Towards a machine learning approach of deep moonquake source regions classification using their temporal and spatial patterns - application for a single station mission
- 1Université Paris Cité, Institut de physique du globe de Paris, CNRS, Paris, France
- 2Jet Propulsion Laboratory, California Institute of Technology, Pasadena, CA, USA
In the prospects of the new lunar seismology missions, such as it is a new in-situ seismic experiment called Farside Seismic Suite (FSS) selected by NASA, we explore a novel approach of classifying seismic events using the existing Apollo data. The FSS, onboard CP-12 lander, shall land at the farside of the Moon in Schrödinger Basin, and once in the operational stage should provide the community with the data to further constrain lunar interior and the Moon seismicity. However, the localisation of the newly seismic events shall be challenging, due to the single-station nature of the mission. Therefore, in this study we develop a pipeline for the deep moonquake (DMQ) source region classification, thus localisation, on the legacy of the data acquired during the Apollo missions.
DMQs are are a distinctive group of the seismic events that seem to be predominately occurring at the near side of the Moon, at the depths between 700 - 1200 km, in the conditions with high pressure and temperature values. These events are characterised with highly repetitive waveforms, and clustering these waveforms reveals that DMQs are organised in several source regions, called nests.

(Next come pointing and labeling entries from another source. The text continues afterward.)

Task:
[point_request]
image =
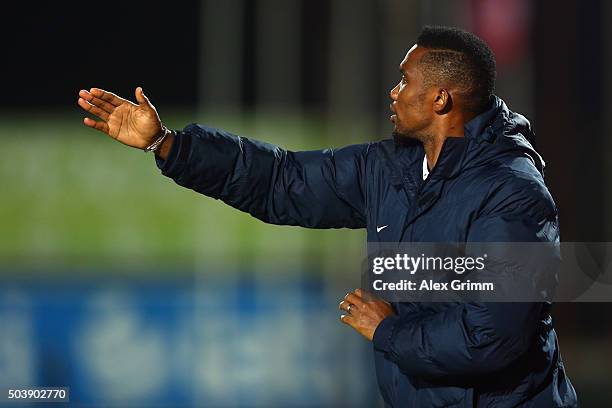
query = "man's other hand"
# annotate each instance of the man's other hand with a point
(135, 125)
(364, 314)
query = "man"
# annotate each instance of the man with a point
(461, 168)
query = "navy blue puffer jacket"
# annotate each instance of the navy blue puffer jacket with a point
(486, 187)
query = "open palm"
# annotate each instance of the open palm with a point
(135, 125)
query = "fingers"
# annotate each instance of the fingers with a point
(93, 109)
(99, 125)
(344, 305)
(141, 98)
(107, 96)
(353, 298)
(96, 101)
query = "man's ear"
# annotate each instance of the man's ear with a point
(443, 102)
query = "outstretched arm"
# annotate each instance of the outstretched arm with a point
(315, 189)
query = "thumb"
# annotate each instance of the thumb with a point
(141, 98)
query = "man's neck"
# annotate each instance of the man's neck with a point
(433, 145)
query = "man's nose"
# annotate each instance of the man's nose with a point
(393, 92)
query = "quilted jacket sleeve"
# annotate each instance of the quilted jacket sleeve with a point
(315, 189)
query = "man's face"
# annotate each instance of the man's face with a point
(412, 110)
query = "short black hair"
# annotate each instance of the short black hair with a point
(460, 58)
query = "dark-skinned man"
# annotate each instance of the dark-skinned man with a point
(460, 168)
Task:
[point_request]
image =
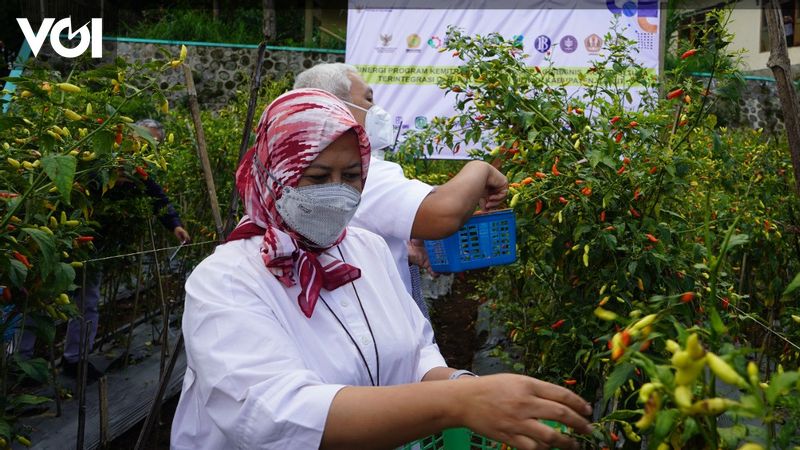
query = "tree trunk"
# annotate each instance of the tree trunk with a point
(781, 69)
(268, 7)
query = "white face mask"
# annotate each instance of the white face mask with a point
(319, 213)
(379, 129)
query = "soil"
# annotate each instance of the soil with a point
(452, 316)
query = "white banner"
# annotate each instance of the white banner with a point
(396, 49)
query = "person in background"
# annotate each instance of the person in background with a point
(403, 211)
(299, 332)
(124, 189)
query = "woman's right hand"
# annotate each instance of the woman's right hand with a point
(507, 408)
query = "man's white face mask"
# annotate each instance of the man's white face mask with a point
(378, 125)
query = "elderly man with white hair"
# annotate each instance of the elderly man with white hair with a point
(400, 210)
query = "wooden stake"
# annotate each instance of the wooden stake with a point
(781, 69)
(102, 387)
(202, 152)
(255, 85)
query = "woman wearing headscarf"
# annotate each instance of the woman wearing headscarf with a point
(299, 331)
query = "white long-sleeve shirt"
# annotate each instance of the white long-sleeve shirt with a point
(388, 207)
(262, 375)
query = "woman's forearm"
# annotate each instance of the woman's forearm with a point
(387, 417)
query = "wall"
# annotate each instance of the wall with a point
(745, 24)
(218, 71)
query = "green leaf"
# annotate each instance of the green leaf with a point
(7, 122)
(779, 383)
(34, 368)
(61, 170)
(103, 142)
(28, 400)
(731, 436)
(619, 376)
(792, 286)
(18, 273)
(47, 249)
(63, 276)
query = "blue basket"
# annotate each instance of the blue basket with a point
(486, 240)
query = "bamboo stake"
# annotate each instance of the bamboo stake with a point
(164, 337)
(782, 71)
(82, 363)
(102, 387)
(201, 150)
(155, 407)
(54, 375)
(125, 356)
(255, 85)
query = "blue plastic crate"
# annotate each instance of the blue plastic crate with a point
(488, 239)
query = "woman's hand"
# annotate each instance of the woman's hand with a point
(507, 408)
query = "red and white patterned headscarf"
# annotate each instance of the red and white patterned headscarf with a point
(292, 132)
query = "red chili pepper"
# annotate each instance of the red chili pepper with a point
(554, 169)
(675, 93)
(142, 173)
(626, 338)
(21, 258)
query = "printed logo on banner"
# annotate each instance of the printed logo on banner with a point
(413, 41)
(434, 42)
(643, 9)
(385, 39)
(93, 37)
(568, 44)
(593, 43)
(542, 43)
(645, 41)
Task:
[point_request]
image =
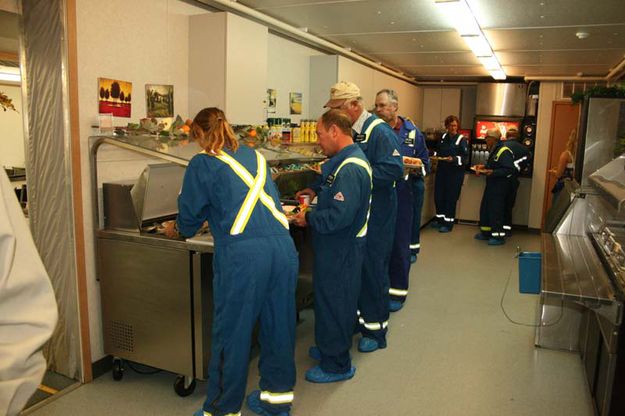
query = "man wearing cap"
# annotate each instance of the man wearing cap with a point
(380, 145)
(410, 190)
(499, 171)
(521, 160)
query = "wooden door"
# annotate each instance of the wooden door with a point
(564, 119)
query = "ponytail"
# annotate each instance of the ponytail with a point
(213, 132)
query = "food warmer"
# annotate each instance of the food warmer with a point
(583, 285)
(156, 293)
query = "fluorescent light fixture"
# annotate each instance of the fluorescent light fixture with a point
(499, 74)
(461, 17)
(490, 63)
(479, 45)
(460, 14)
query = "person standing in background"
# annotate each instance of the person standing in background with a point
(499, 171)
(339, 227)
(521, 158)
(452, 152)
(377, 140)
(255, 268)
(386, 106)
(28, 311)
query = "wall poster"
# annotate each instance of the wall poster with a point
(114, 97)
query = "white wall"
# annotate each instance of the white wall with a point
(288, 70)
(141, 41)
(12, 128)
(549, 92)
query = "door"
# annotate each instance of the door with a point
(564, 119)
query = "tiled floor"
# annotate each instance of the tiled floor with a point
(451, 352)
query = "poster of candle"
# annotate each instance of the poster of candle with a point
(114, 97)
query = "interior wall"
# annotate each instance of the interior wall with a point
(288, 70)
(12, 128)
(144, 42)
(549, 92)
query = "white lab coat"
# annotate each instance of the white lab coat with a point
(28, 311)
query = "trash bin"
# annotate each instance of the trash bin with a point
(529, 272)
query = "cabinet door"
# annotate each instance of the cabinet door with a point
(432, 108)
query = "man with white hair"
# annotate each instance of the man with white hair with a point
(380, 145)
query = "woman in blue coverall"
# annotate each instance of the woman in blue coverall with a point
(255, 268)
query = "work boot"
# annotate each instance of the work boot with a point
(317, 375)
(314, 353)
(394, 305)
(253, 403)
(369, 345)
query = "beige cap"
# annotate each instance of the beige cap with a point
(342, 91)
(494, 133)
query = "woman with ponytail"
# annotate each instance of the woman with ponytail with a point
(255, 268)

The activation of these nests is closely related to the gravitational solid tides generated due to the monthly motion of the Moon around the Earth. Thus, the DMQ occurrences exhibit tidal periodicities.
In this study we explore how we can exploit DMQs spatial and temporal occurrence patterns for the purpose of their localisation with future missions. Spatial patterns are determined by the P and S travel time estimates. We can show that deploying a station close to the south pole on the far side, and using the existing lunar models, DMQ nests cover travel time estimates between approximately 160 and 234 seconds. If we consider that travel time estimates of DMQ nests can vary with some standard deviations, such as 5 seconds, then we can from group of nests, called sets, that share similar travel times. Therefore, nests that belong to certain sets cannot be distinguish using just the travel time information. To further distinguish individual nests within a set, we explore the DMQ temporal patterns that are being related to the monthly lunar phases. It has been shown that different nests correspond differently to three lunar months: synodic, draconic, anomalistic.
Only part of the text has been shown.